정의;효과적으로 Receptive Field를 키우고 그로 인해 정보 집약 효과가 극대화가 되고 필터 사이즈는 0입니다.
특징: 가장 큰 대표영역 뽑고 나머지는 무시합니다.

왜 MAX POOLING는 Accuracy 저하X

translational invariance효과

: 시프트 효과가 일어나도 동일한 특징을 안정적으로 잡아내어서 오버피팅 방지 및 안정적인 특징 추출 효과

비선형 함수가 갖고 있는 추출 효과를 가짐

: 하위 레이어의 연산 결과는 무시하나 상위 레이어 추출하여 올려서 성능 증진.

Receptive Field 극대화.

: 레이어를 많이 쌓으면 오버피팅, 연상량 증가, 기울기 손실등의 문제가 발생하지만 그것을 해결함.

Deconvolution Layer

Auto Encoder

정의: Convolution결과를 역재생하여 원본 복원
만드는 순서

import 패키지 and load MNIST Dataset

## 이미지 복원을 할 것이기 때문에 y_train, y_test를 사용하지 않고
## x_train의 라벨이 x_train자신이 된다.

import numpy as np
from tensorflow.python.keras.layers import Input, Dense, Conv2D, MaxPooling2D, UpSampling2D
from tensorflow.python.keras.models import Model
from tensorflow.python.keras.datasets import mnist
import json
import matplotlib.pyplot as plt #for plotting

# MNIST 데이터 로딩
(x_train, _), (x_test, _) = mnist.load_data()    # y_train, y_test는 사용하지 않습니다.

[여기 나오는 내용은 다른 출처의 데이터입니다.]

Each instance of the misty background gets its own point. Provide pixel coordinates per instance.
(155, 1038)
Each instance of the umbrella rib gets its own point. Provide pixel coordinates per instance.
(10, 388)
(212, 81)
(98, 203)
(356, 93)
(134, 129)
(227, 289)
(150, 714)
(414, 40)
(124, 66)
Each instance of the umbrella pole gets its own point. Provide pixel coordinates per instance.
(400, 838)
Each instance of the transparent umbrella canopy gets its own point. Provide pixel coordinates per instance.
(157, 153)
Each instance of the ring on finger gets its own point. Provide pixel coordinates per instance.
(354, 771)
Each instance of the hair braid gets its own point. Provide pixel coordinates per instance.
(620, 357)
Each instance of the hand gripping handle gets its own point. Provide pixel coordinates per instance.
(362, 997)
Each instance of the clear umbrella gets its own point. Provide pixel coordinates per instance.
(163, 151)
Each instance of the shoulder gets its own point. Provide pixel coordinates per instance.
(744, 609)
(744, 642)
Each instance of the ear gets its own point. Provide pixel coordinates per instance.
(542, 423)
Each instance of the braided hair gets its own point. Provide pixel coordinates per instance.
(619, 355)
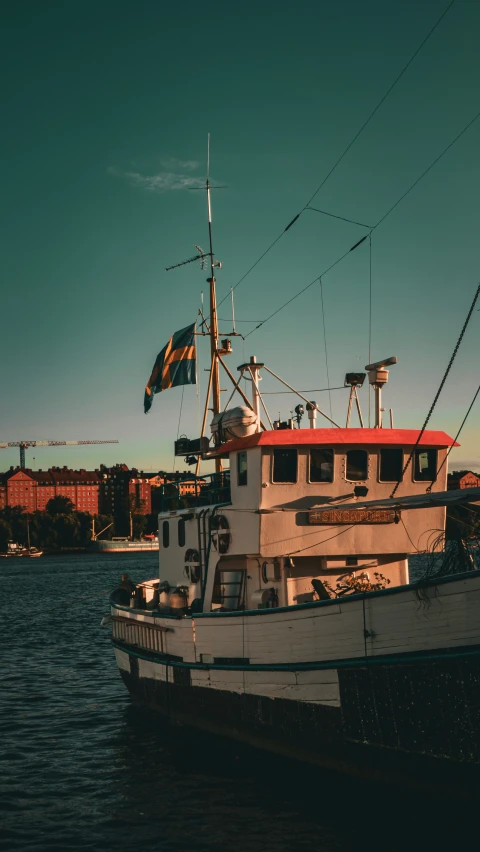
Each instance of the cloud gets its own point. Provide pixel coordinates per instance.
(172, 164)
(173, 178)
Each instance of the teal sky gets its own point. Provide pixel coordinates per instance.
(106, 110)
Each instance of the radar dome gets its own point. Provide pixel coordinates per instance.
(238, 422)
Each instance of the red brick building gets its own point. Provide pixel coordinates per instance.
(33, 489)
(123, 490)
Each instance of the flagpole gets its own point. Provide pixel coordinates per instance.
(215, 377)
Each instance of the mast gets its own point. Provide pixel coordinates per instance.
(215, 382)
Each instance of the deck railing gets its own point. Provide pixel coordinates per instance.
(206, 490)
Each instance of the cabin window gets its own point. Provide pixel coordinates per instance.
(357, 465)
(391, 465)
(241, 468)
(425, 469)
(285, 465)
(321, 465)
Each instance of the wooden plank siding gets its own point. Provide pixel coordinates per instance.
(397, 623)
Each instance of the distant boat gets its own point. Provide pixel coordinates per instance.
(15, 550)
(124, 545)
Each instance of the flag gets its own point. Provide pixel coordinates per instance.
(174, 365)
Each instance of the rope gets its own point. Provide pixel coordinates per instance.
(458, 433)
(370, 325)
(454, 353)
(380, 221)
(325, 346)
(178, 426)
(339, 160)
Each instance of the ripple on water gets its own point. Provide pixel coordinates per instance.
(82, 768)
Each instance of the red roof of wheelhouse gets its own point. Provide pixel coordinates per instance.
(336, 437)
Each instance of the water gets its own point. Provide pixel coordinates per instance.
(82, 768)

x_train = np.expand_dims(x_train, axis=3)
x_test = np.expand_dims(x_test, axis=3)

x_train = x_train.astype('float32') / 255.
x_test = x_test.astype('float32') / 255.

Auto Encoder Model 구성

# 모델 구성

# AutoEncoder 모델 구성 - Input 부분
input_shape = x_train.shape[1:]
input_img = Input(shape=input_shape)

# AutoEncoder 모델 구성 - Encoder 부분
encode_conv_layer_1 = Conv2D(16, (3, 3), activation='relu', padding='same')
encode_pool_layer_1 = MaxPooling2D((2, 2), padding='same')
encode_conv_layer_2 = Conv2D(8, (3, 3), activation='relu', padding='same')
encode_pool_layer_2 = MaxPooling2D((2, 2), padding='same')
encode_conv_layer_3 = Conv2D(4, (3, 3), activation='relu', padding='same')
encode_pool_layer_3 = MaxPooling2D((2, 2), padding='same')

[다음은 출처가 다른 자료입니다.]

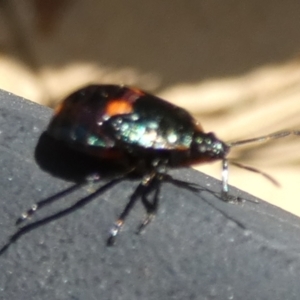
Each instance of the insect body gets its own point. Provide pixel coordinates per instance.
(143, 133)
(117, 122)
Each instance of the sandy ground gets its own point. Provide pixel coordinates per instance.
(233, 64)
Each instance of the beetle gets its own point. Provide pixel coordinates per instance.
(145, 134)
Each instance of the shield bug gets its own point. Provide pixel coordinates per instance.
(146, 134)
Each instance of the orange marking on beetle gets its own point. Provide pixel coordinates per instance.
(118, 107)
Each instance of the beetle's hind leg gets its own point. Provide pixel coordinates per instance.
(147, 185)
(151, 206)
(38, 205)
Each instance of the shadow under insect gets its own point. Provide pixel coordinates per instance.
(61, 161)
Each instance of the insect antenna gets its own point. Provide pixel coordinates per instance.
(261, 139)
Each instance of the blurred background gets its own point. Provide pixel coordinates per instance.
(233, 64)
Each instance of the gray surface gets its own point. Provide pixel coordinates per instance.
(190, 251)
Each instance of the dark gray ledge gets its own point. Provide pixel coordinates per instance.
(190, 251)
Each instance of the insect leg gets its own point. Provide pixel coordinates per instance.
(151, 207)
(28, 214)
(139, 192)
(80, 203)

encoded = encode_conv_layer_1(input_img)
encoded = encode_pool_layer_1(encoded)
encoded = encode_conv_layer_2(encoded)
encoded = encode_pool_layer_2(encoded)
encoded = encode_conv_layer_3(encoded)
encoded = encode_pool_layer_3(encoded)

# AutoEncoder 모델 구성 - Decoder 부분
# Conv2D: shape를 변화시키지 않는다.
## MaxPooling2D만 output Shape변화
decode_conv_layer_1 = Conv2D(4, (3, 3), activation='relu', padding='same')
decode_upsample_layer_1 = UpSampling2D((2, 2))
decode_conv_layer_2 = Conv2D(8, (3, 3), activation='relu', padding='same')
decode_upsample_layer_2 = UpSampling2D((2, 2))
decode_conv_layer_3 = Conv2D(16, (3, 3), activation='relu')
decode_upsample_layer_3 = UpSampling2D((2, 2))
decode_conv_layer_4 = Conv2D(1, (3, 3), activation='sigmoid', padding='same')

# upsampling2d를 거쳐서 최종 출력 28 * 28 사이즈가 나온다
#upsampling2d를 거친다
decoded = decode_conv_layer_1(encoded)   # Decoder는 Encoder의 출력을 입력으로 받습니다.
decoded = decode_upsample_layer_1(decoded)
decoded = decode_conv_layer_2(decoded)
decoded = decode_upsample_layer_2(decoded)
decoded = decode_conv_layer_3(decoded)
decoded = decode_upsample_layer_3(decoded)
decoded = decode_conv_layer_4(decoded)

# AutoEncoder 모델 정의
autoencoder = Model(input_img, decoded)
autoencoder.summary()

모델 훈련

##  이미지 생성

x_test_10 = x_test[:10]       # 테스트 데이터셋에서 10개만 골라서
x_test_hat = autoencoder.predict(x_test_10)    # AutoEncoder 모델의 이미지 복원생성
x_test_imgs = x_test_10.reshape(-1, 28, 28)
x_test_hat_imgs = x_test_hat.reshape(-1, 28, 28)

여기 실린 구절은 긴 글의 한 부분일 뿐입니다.